The field relates generally to data compression techniques.
Data often contains redundancy in the form of repeated patterns in a data frame, such as repeated bits, repeated bytes, repeated strings of bits and repeated strings of bytes. Compression represents frequently repeated data patterns in shorter binary codes thus reducing the total number of bits used to send out the entire data frame. For example, the letter “e” appears most frequently in an English context, so the letter “e” is represented by one dot in Morse code for transmission efficiency.
Data compression techniques aim to identify such repeated data patterns and then replace them with shorter strings. Many data compression techniques rely on one or more search engines to find such redundancy. There is a tradeoff between compression efficiency and the size of the search engines. Generally, larger search engines exhibit better compression efficiency, but also bring larger area and power consumption requirements for a hardware implementation, as well as longer latency in performing the search.
For a given search engine with a predefined boundary or a target engine with a smaller boundary size, a need exists for improved data compression techniques that remove redundancy across the boundary of compression search engines.

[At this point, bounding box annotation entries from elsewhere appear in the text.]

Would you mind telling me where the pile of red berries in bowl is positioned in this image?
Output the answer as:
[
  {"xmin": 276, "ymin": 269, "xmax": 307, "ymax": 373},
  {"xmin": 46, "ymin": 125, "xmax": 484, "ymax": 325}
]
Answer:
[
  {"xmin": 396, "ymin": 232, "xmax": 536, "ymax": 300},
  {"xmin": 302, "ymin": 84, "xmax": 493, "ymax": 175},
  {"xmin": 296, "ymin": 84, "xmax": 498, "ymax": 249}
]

In one embodiment, a method comprises splitting the data frame into a plurality of sub-chunks; comparing at least two of the plurality of sub-chunks to one another to remove at least one sub-chunk from the plurality of sub-chunks that substantially matches at least one other sub-chunk in the plurality of sub-chunks to generate a remaining plurality of sub-chunks; generating matching sub-chunk information for data reconstruction identifying the at least one removed sub-chunk and the corresponding substantially matched at least one other sub-chunk; grouping the remaining plurality of sub-chunks into sub-units; removing substantially repeated patterns within the sub-units to generate corresponding compressed sub-units; and combining the compressed sub-units with the matching sub-chunk information to generate a compressed data frame.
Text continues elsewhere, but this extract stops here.